Investire è un’attività impegnativa e rischiosa, in cui è fondamentale sapere ciò che si sta facendo. Gli italiani molto spesso non lo sanno. Nel rapporto 2019 sulle "Scelte di investimento delle famiglie italiane" la Consob parla di «conoscenze molto contenute delle nozioni finanziarie più semplici». È una perifrasi gentile. Interrogati su sette concetti finanziari elementari come inflazione, diversificazioni o relazione rischio-rendimento solo il 2% dei risparmiatori sa definirli tutti correttamente e solo il 12% ne conosce almeno quattro. Solo il 40% ha chiaro il concetto che non esiste rimborso per chi ha un’azione di un’azienda che fallisce. Il 54% dei risparmiatori non sa nemmeno calcolare una percentuale.

Davanti agli sprovveduti non c’è cautela o regola che tenga. Nelle 370 pagine del prospetto informativo con cui, tra il 2014 e il 2015, la Popolare di Bari ha presentato ai risparmiatori le sue nuove azioni e le obbligazioni subordinate le parole 'rischio' o 'rischi' comparivano 1.102 volte. Non era trasparenza altruistica, ma obbligo di legge. La banca dedica più di cinquanta pagine a illustrare tutte le insidie di quanto sta proponendo al risparmiatore, compreso il fatto che c’è un palese conflitto di interesse nel vendere titoli emessi da lei stessa. Tutti questi allarmi non hanno impedito a decine di migliaia di persone di comprare circa 220 milioni di euro di obbligazioni subordinate e 330 milioni di euro di azioni. Probabilmente se davvero avessero letto quelle pagine (come hanno dichiarato, firmando, di avere fatto) molti di quei risparmiatori avrebbero ancora il loro denaro.

Con la direttiva Mifid, introdotta nel 2007 e aggiornata nel 2018, l’Unione Europea ha alzato il livello di protezione del risparmiatore. Evidentemente non basta. L’investitore è chiamato ad auto-valutarsi compilando, quasi sempre in banca, un questionario con domande sulla propria situazione finanziaria, i redditi, la propensione al rischio.
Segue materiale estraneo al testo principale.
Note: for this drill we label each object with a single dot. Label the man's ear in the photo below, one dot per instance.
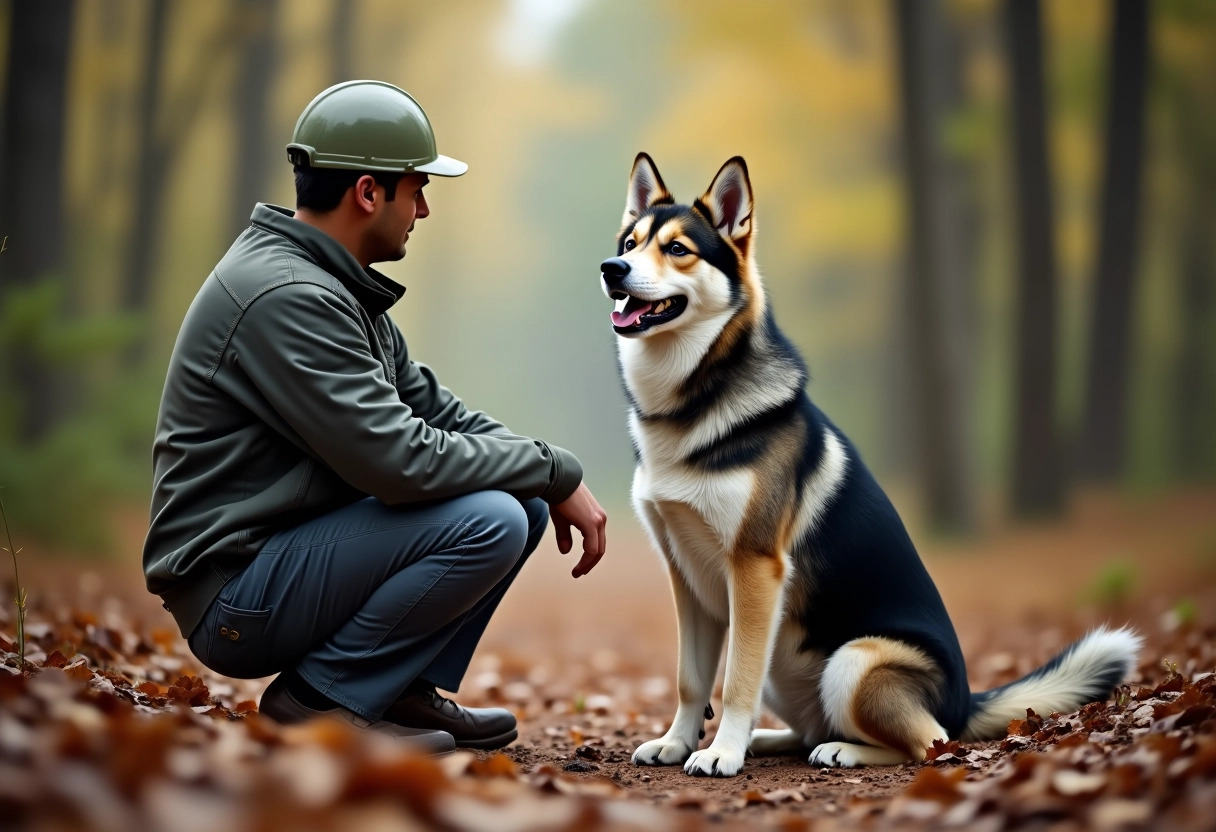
(645, 189)
(365, 192)
(728, 201)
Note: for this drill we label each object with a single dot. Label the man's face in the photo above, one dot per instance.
(394, 220)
Tra le ricerche sul questionario Mifid più popolari su Google ci sono domande come 'questionario Mifid precompilato' o 'questionario Mifid risposte corrette': chi va online in cerca delle risposte su quanti soldi possiede farebbe meglio ad accontentarsi di avere un conto corrente.

Se il risparmiatore è impreparato e le regole non bastano l’unica strada possibile è aumentare il livello di educazione finanziaria. L’Italia negli ultimi anni ha intensificato gli sforzi con l’istituzione nel 2017 del Comitato per l’educazione finanziaria affidato ad Annamaria Lusardi, economista della George Washington University considerata una luminare della materia, e nel 2018 con l’introduzione del 'Mese dell’Educazione Finanziaria', l’ ottobre dedicato alla formazione dei risparmiatori. L’impegno c’è, ma è inutile aspettarsi risultati rapidi da un’attività formativa che, per sua natura, ha lunghi tempi di assimilazione. Nel frattempo, i crac bancari stanno impartendo alla popolazione un duro corso accelerato su azioni, obbligazioni, rischio e rendimento, ma a carissimo prezzo. L’ignoranza rende vittime, sempre.